Approximately 0.271 grams of helium is necessary to reduce the pressure to 77 atm, given an initial volume of 334 mL, pressure of 5.00 atm, and temperature of 23°C.
To calculate the grams of helium that must be released to reduce the pressure to 77 atm, we can use the ideal gas law equation PV = nRT, where P is the pressure, V is the volume, n is the number of moles, R is the gas constant, and T is the temperature.

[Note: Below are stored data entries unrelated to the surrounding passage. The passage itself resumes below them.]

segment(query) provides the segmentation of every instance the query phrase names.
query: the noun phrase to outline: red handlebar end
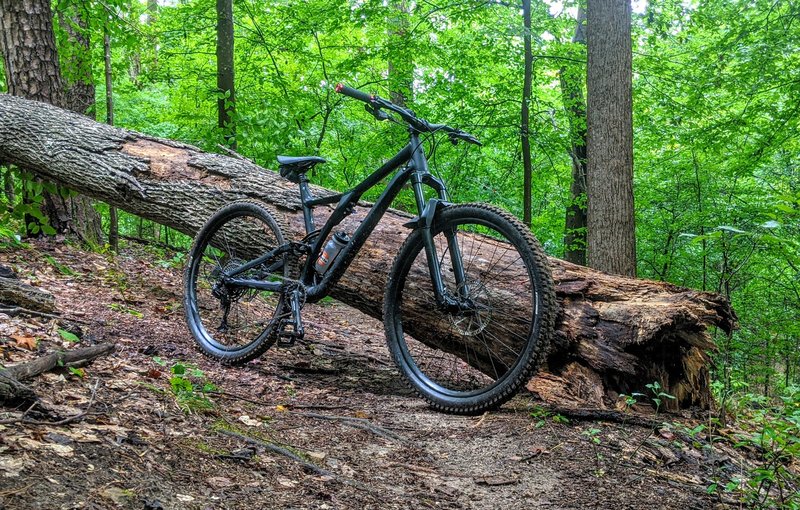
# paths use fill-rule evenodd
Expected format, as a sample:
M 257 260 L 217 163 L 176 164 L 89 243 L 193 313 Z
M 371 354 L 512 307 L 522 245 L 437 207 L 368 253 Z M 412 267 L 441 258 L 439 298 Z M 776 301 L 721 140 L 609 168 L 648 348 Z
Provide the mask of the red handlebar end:
M 337 83 L 336 87 L 334 87 L 333 90 L 335 90 L 336 92 L 341 92 L 343 88 L 344 88 L 344 83 Z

First, we need to determine the initial number of moles of helium using the given volume, pressure, and temperature. Then, we can use the molar mass of helium to convert moles to grams.
Given:
Volume (V) = 334 mL = 0.334 L
Pressure (P) = 5.00 atm
Temperature (T) = 23°C = 296 K
Molar mass of helium (M) = 4.0026 g/mol
Using the ideal gas law, we can solve for the number of moles of helium:
n = PV/RT = (5.00 atm) * (0.334 L) / (0.0821 L·atm/mol·K) * (296 K) ≈ 0.0676 moles
To find the mass of this amount of helium, we can use the molar mass:
Mass = n * M = 0.0676 moles * 4.0026 g/mol ≈ 0.271 g
Therefore, approximately 0.271 grams of helium must be released to reduce the pressure to 77 atm assuming ideal gas behavior.
The question probable may be:
How many grams of helium must be released to reduce the pressure to 77 atm assuming ideal gas behavior? Note : 334-mL cylinder for use in chemistry lectures contains 5.209 g of helium at 23°C.